Old secularization theories die hard. The twenty-first century was supposed to be a new age of enlightenment in which progressive politics and bourgeois economics domesticated religion, family, and bonds of national kinship, making us morally unencumbered global citizens. Then came ISIS, Boko Haram, and other representatives of the vicious new wave of Islamic extremism. More surprising than the brutality and violence of their crimes is the way these groups have infiltrated our society. Why do young people who should be enjoying the fruits of liberal democracy become radicalized? Much of our intellectual elite does not see religion as a significant factor in human society and history. For them, the answer to this question must be economic or social – hence President Obama’s persistent assertion that, despite its own claims to the contrary, ISIS is not an Islamic or theological problem.
But as the violence mounts and as men and women who are neither poor nor culturally marginalized commit mass atrocities, the heads have begun to come out of the sand. In one of the most read and debated articles of the past year, Graeme Wood argued in The Atlantic that ISIS and Boko Haram are a theological problem (“What ISIS Really Wants,” March 2015). Whatever the influence of economics or other factors, their followers are driven by a particular theology with a particular – albeit minority – pedigree and roots in Islam. Wood is right: Islamic extremism is a theological problem. But how do we go about solving it? The solution to the theological problem must be theological, not military. And the best proposal to date comes from Rabbi Lord Jonathan Sacks, former chief rabbi of the United Kingdom.
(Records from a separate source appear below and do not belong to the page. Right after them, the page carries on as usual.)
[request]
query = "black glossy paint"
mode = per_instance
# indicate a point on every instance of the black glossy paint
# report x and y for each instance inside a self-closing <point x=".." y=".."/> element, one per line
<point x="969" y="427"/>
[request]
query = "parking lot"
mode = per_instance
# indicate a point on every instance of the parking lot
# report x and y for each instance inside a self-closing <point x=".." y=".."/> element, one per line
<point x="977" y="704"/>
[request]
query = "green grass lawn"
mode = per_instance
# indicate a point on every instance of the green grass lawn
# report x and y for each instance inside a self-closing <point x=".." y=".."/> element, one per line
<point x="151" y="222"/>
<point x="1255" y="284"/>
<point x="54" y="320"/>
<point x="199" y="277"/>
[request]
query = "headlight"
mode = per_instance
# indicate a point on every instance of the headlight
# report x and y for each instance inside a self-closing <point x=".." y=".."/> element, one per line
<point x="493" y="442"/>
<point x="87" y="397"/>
Not in God’s Name is primarily a work of ancient biblical interpretation, but it begins with contemporary social theory. Sacks calls evil committed in the name of a sacred cause “altruistic evil,” the kind that turns “ordinary non-psychopathic people into cold-blooded murderers.” They slaughter with delight, confident that they are doing God’s work. The problem is not religion, per se; as the twentieth century’s body count from totalitarian regimes makes clear, substitutes for religion lead to more violence. Rather, it comes from two factors: our “groupishness” – the fact that we are dependent, relational animals – and dualism. Our social nature leads us not only to altruism (usually directed toward members of our group), but also to suspicion and aggression toward outsiders.
Religion is implicated as the most powerful source of group identity many have. And religion offers a way to explain why the world is not as it should be. If these explanations retain a complexity matching the world’s, they can be healthy. The problem arises, Sacks argues, when they become pathologically dualistic – when the evil in the world is monochromatically attributed to “them.” This kind of dualism dehumanizes opponents and allows believers to see themselves always as victims, irrespective of evidence to the contrary.
What is it that makes dualism pathological? Here Sacks borrows from the French theorist René Girard (1923–2015), who argued that societies begin with murder and violence between two figures or groups. The most effective way to resolve that violence, according to Girard, is to blame it on a third, the scapegoat. Sacrificing the outsider allows both sides to feel that justice has been done, but not at the expense of either group. Religion performs the important task of casting out and ending the violence that would otherwise rend society asunder. But Girard’s theory has a second part. The violence comes in the first place from mimetic desire: desire that imitates the desire of another (think of Cain and Abel). Sibling rivalry – the desire to have what your brother has and be what he is – lies at the heart of our conflicts.